Domestic Trade and Consumer Affairs Minister Alexander Nanta Linggi says the hike in cost of imported chicken feed is among the major causes of the recent increase in chicken prices.
He said to remedy the situation, his ministry had held engagement sessions with major chicken farm owners in the country and discussed with the agriculture and food industries ministry about implementing a fixed price for standard chickens.
Through this effort, he said the price of standard chickens had been fixed at RM7.90 for the 2021 Aidilfitri Festive Season Maximum Price Control Scheme (SHMMP) which would run from April 21 until May 20, compared to RM7.50 last year.
“There are several factors involved in the chicken price increase but the most significant is the hike in cost of chicken feed since January this year, namely imported maize and soya,” he told a media conference when announcing the Aidilfitri SHMMP for this year.
The scheme announced involves price controls for 12 items in four categories, namely chicken, chicken eggs, meat and sea produce.
According to Nanta, price control has been implemented at every level in the chicken distribution chain from farms to retail shops.
“This (price control mechanism) does not burden the traders because all stakeholders in the chicken distribution chain have obtained their respective profits,” he said, voicing hope that fixing the chicken price will reduce the grouses of the people.
He added however that the price control only involves live chickens, standard chickens and super chickens during the Aidilfitri festive period.
“The prices of chicken parts which have been cut, such as the breast, leg and thigh are not controlled,” he said.

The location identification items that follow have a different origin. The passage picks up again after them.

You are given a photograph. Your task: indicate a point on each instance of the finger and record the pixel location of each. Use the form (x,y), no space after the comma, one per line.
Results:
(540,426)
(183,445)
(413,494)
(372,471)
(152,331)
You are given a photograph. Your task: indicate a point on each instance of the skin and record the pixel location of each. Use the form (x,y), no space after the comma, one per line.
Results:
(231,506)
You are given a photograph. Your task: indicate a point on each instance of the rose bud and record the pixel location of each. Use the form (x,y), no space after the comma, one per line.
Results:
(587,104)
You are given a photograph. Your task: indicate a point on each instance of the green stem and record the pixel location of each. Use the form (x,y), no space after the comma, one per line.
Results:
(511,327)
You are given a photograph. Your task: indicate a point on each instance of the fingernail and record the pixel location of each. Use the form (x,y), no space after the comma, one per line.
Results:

Nanta also warned traders against raising the price of chicken or other items above the maximum level.
“We encourage them to sell at a lower price than fixed in the 2021 Aidilfitri SHMMP.
“We will first advise the traders who raise prices. But legal action will be taken if they are stubborn.”
Nanta was reported to have said that his ministry, through the two-day Anti-Profiteering Operation 8.0 (Ops Catut 8.0) from April 15, had issued 24 notices to wholesalers suspected of obtaining excessive profits.
Ops Catut 8.0, which was implemented following a drastic hike in the price of chicken, also issued 16 notices to livestock farmers for the same offence.